Tu hai collocato la tua Chiesa tra gli eventi pasquali e la Parusia, la venuta finale.
Tra questi eventi Tu inviti noi ad essere testimoni e profeti di un evento che è attesa.
Agli undici discepoli Tu dici: andate! Mio Signore e Maestro, ripeti anche a me questo insegnamento: Coloro che sono inviati non sono maestri, sono discepoli, semplicemente, cioè coloro che “imparano”. E sono Undici, ne manca uno:
già la prima comunità sa di essere imperfetta, perché il peccato e il tradimento sono perennemente presenti, anche in chi ascolta la Parola …
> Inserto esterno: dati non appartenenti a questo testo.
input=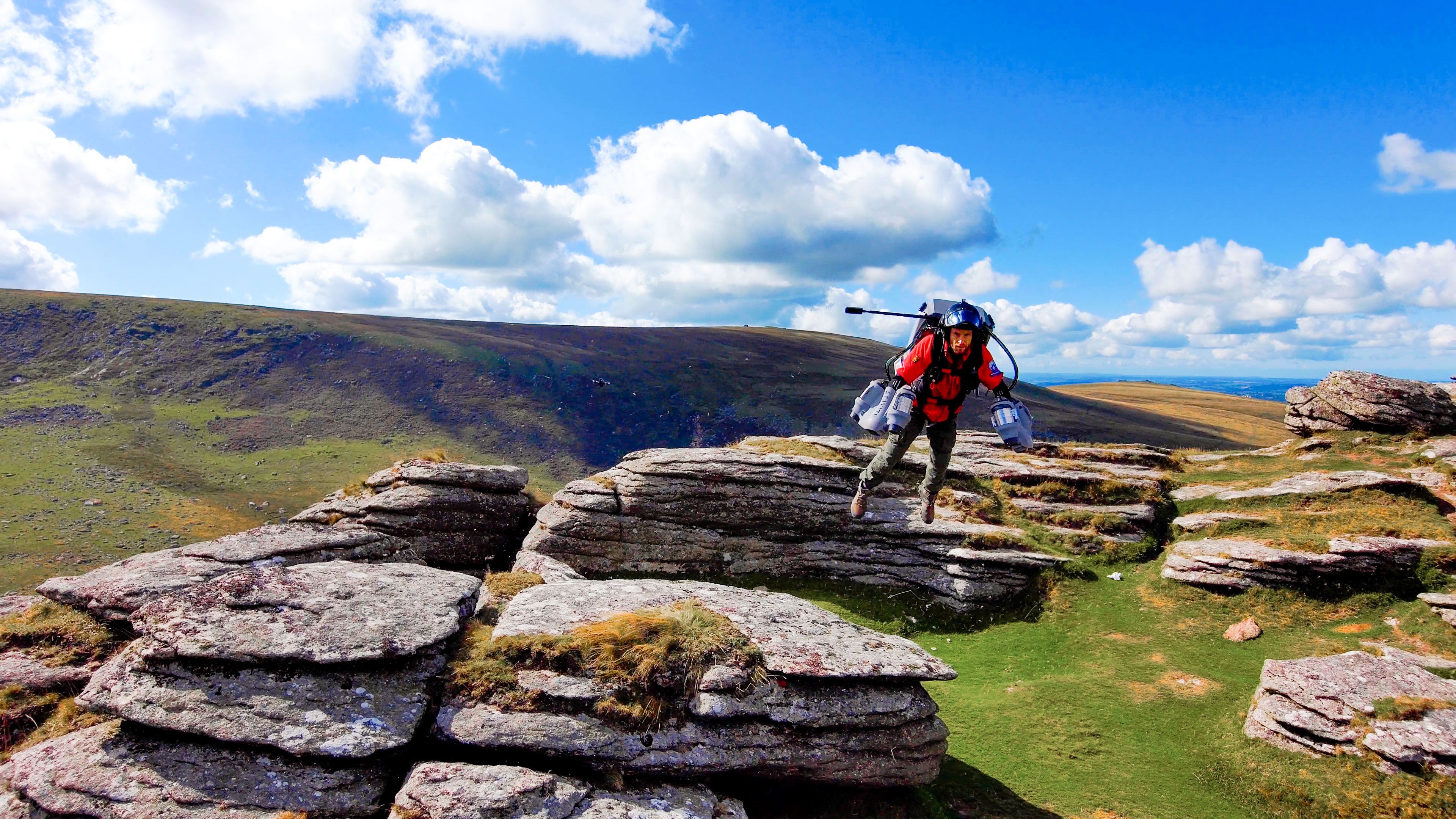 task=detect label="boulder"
[495,580,955,681]
[1417,592,1456,625]
[1284,370,1456,436]
[390,762,747,819]
[435,704,949,787]
[1162,536,1450,589]
[1223,617,1264,643]
[36,523,416,621]
[76,638,446,756]
[9,721,389,819]
[1243,651,1456,775]
[131,561,480,663]
[435,580,955,787]
[1169,469,1415,500]
[0,651,92,691]
[517,436,1118,610]
[293,459,532,568]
L’adorarono e dubitarono: osservo gli Undici che si inginocchiano, Ti adorano
e dubitano. Mi stupisci quando proprio a questi Undici che ancora non credono,
Tu dai l’incarico di andare nel mondo a parlare e testimoniare di Te.… Forse per questo, mio Signore e Maestro, il mondo non Ti conosce: per cattiva informazione?!

Mi stupisci quando Tu ripeti loro: io sarò con voi!... Presenza discreta e silenziosa
che ci accompagna per tutti i giorni della nostra vita, fino all’Incontro. Noi vorremmo
una presenza più visibile, la nostra fede è fragile: e noi ci inventiamo degli idoli!
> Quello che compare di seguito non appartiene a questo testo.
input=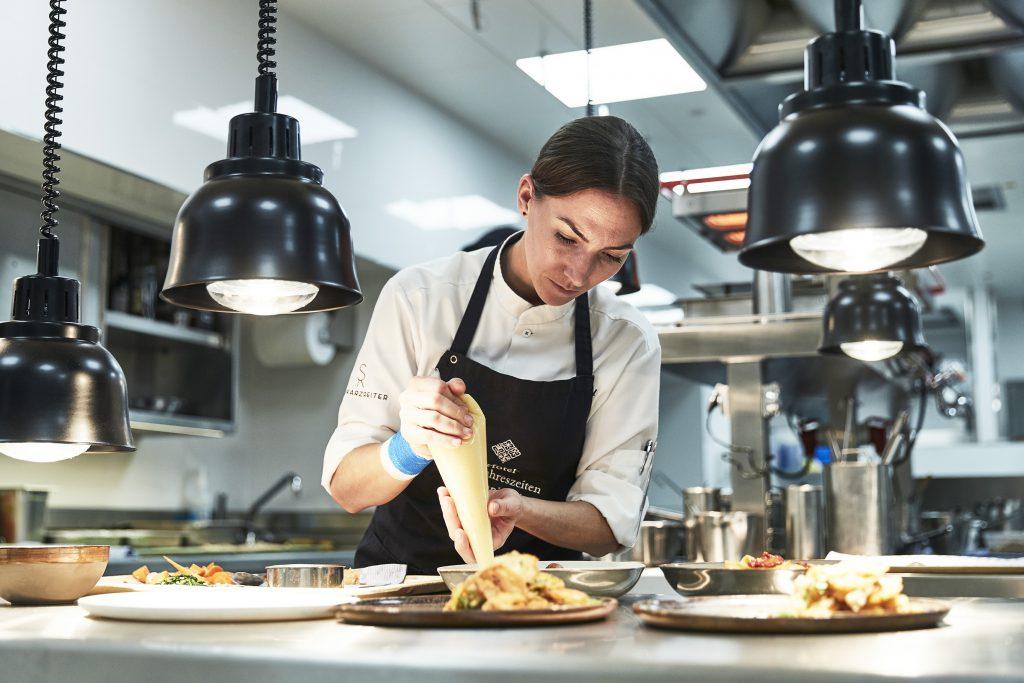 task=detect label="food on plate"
[131,555,234,586]
[444,551,598,611]
[725,551,807,569]
[793,560,910,616]
[430,394,495,566]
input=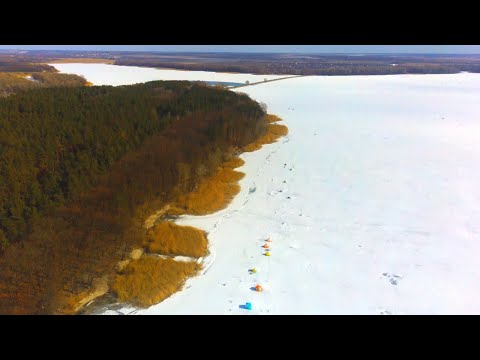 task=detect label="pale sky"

Nell’attesa del Tuo ritorno, Signore Gesù, Emmanuele, Dio con noi, ti preghiamo:
si compia in noi e in tutto il mondo la promessa del Padre e fa’ che impariamo,
con la forza dello Spirito Santo, a camminare in fedeltà a Te nel tempo che passa,
con ogni uomo e ogni donna della terra, fino al Tuo Ritorno, quando Tu ci ritroverai.